Deformations and Thermal Stability of Carbon Nanotube Ropes

TL;DR

This paper investigates the structural and thermal properties of crystalline single-wall carbon nanotube ropes, revealing new polygonized shapes, metastable structures, and the mechanisms behind their transformation into multiwall nanotubes through molecular dynamics simulations.

Contribution

It introduces novel crystalline nanotube structures produced by laser irradiation and elucidates the mechanisms of SW to MWCNT transformation via MD simulations.

Findings

Polygonized SWCNTs exhibit rounded-hexagonal cross sections.

Multiple metastable lattice structures with different shapes are identified.
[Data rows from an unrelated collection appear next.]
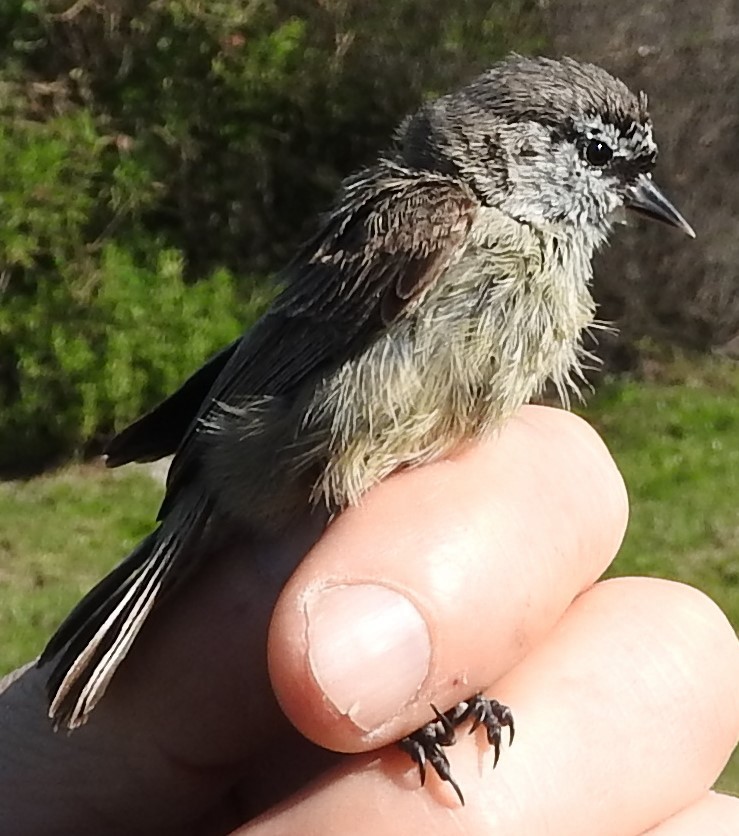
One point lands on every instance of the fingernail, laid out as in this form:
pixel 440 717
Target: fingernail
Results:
pixel 369 650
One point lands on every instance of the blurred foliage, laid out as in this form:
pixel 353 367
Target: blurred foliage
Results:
pixel 147 148
pixel 653 281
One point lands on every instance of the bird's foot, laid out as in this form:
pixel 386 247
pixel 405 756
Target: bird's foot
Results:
pixel 425 746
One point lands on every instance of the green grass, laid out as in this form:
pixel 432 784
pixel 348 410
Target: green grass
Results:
pixel 676 441
pixel 58 535
pixel 675 437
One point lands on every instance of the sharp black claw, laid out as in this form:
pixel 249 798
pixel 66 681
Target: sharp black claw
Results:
pixel 425 745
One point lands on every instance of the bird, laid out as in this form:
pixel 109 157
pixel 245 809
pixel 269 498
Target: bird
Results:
pixel 449 283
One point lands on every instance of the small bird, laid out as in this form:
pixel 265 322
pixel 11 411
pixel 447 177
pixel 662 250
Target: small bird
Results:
pixel 447 285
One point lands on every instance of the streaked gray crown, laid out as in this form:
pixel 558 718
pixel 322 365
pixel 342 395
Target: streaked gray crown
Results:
pixel 522 136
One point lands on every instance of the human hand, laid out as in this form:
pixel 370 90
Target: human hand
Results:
pixel 624 693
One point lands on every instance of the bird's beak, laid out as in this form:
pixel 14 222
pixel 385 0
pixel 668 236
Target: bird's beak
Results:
pixel 645 198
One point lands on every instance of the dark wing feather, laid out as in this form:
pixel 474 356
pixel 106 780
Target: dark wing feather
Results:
pixel 160 432
pixel 390 237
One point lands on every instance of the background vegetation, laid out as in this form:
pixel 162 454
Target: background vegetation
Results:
pixel 160 159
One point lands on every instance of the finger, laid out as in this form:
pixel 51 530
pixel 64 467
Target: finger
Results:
pixel 443 580
pixel 627 713
pixel 714 814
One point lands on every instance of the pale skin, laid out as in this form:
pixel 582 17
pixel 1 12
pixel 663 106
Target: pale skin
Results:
pixel 625 693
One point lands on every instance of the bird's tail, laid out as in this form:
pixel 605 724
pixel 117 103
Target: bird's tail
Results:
pixel 93 640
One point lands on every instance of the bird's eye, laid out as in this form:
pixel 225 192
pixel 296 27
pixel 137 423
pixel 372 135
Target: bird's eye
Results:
pixel 598 153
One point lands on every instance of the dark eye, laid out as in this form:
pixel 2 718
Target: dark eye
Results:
pixel 598 153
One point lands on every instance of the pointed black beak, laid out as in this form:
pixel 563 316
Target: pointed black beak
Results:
pixel 648 200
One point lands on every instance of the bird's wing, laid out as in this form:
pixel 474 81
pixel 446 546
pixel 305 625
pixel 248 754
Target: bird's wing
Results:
pixel 160 431
pixel 389 239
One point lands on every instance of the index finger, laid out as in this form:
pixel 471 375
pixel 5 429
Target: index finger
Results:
pixel 443 579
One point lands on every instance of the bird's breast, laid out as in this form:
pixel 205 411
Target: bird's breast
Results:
pixel 505 317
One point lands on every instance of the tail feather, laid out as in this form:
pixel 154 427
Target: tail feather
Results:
pixel 95 638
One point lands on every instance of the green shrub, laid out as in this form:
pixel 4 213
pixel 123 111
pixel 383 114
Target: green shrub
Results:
pixel 151 151
pixel 90 357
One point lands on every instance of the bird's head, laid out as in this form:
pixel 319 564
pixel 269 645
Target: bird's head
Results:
pixel 558 145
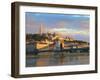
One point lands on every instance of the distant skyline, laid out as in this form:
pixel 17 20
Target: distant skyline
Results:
pixel 74 25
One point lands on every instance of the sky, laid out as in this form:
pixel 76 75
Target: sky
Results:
pixel 73 25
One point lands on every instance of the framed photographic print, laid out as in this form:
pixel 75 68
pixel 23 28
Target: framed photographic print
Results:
pixel 53 39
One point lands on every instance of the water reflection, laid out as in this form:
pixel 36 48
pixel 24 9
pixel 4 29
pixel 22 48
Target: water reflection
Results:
pixel 54 59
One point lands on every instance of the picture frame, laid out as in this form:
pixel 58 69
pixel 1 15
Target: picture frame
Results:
pixel 23 25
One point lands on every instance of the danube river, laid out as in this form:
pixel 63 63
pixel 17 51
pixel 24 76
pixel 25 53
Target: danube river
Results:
pixel 55 59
SW to MWCNT transformation involves a patching-and-tearing coalescence mechanism.

Abstract

Structural and thermal characteristics of crystalline ropes of single-wall carbon nanotubes (SWCNTs) are investigated. Novel crystalline ropes of polygonized SWCNTs produced by laser irradiation exhibit rounded-hexagonal cross sections in contrast to earlier observations of circular tubes. Extensive molecular dynamics (MD) simulations lead to several metastable structures of the lattice characterized by different tube cross sections, hexagonal, rounded-hexagonal and circular, and increasing cell volume. The competition between different tube shapes is analyzed and compared to experiments. On the other hand, bundles of SWCNTs coalesce forming multiwall carbon nanotubes (MWCNTs) under thermal treatment at high temperatures. Extensive MD simulations confirm the SW-to-MW transformation and suggest the physical patching--and--tearing mechanism underlying the concerted coalescence of the tubes.